I love this situation. The entrepreneur has a fantastic opportunity to stand out sharply by becoming the market expert and utilizing pricing to help tell the story to a customer about what they need. Becoming a trusted advisor will generate longer-term relationships and revenues.
The question we must answer is, "what matters?" Where does value come from for the customer? Even big companies do not have a handle on this question.
So let's answer it! Try writing a blog post that owns "what does all this mean?" There could be a real expert marketing play in getting ahead of this to explain why each level makes sense for various use cases.
"Free is where you can tinker, but as soon as you hit meaningful development, you will see our rate limit (or whatever) kick in. That's why starter/professional/middle-tier is for getting deeper into your development, proividing the tools you need to do it right without paying for the scale benefits you don't need.
"It's even good for MVP! Then the scale-up pricing is what you want after you get those first hundred customers / thousand transactions. That's where you get service guarantees and our backing to make sure you stay up."
As the company helping customers think through what matters, they trust you more.
Further, this storytelling exercise will elevate the issues that separate high use from non-production use. For example, many SaaS businesses are most valuable when customers use them as part of a production process. That's where the money is! So high use would be putting your SaaS into a production use case. What do people care about in production use cases? Often, the biggest issue is safety and brand control.

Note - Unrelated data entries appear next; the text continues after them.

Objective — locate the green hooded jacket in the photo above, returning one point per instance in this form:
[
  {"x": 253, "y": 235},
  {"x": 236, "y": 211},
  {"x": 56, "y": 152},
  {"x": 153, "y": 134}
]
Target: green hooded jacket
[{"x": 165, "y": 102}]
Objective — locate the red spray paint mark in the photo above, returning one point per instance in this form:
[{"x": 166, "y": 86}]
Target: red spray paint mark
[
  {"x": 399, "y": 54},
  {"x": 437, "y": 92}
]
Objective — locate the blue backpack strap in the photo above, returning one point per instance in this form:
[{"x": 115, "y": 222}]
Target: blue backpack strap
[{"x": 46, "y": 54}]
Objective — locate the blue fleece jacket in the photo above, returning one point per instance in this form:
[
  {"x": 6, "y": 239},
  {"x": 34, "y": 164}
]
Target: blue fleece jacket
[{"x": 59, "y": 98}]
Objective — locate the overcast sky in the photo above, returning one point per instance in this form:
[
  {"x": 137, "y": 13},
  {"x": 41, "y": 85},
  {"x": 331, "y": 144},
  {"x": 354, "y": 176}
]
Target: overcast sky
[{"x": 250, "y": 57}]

Safety can come from features, but more often, it comes from support. Can you offer a super-short support turnaround at this next level? Can you put an insurance policy or an audit behind the service? These are not adding more technological surface area or volume: they are about the value of the service as a component of the customer's business or life.
Before then, they may care most about ease of use to adopt your technology on a partial basis, potentially in parallel to official production use or in its corner of the business. For here, the features most important are about ease of use.
One of the exciting aspects is that changing tiers does not just have to add features. You can take some away! Those features most useful in the tinkering or partial-deployment phase may be harmful in production. Remove them and make it not just "higher price" but also "for production use."
Implementation of this storytelling idea will depend on your startup, technology, and - most of all - your market. Start today. Take a stab at writing what matters at each step in the customer's journey. What do you have that drives maximum value for that step? That becomes a psychometric segmentation for pricing that will drive more value.
Figure out what matters in the market and tell them about it. Your economics will benefit, and the value to your customers will be priceless.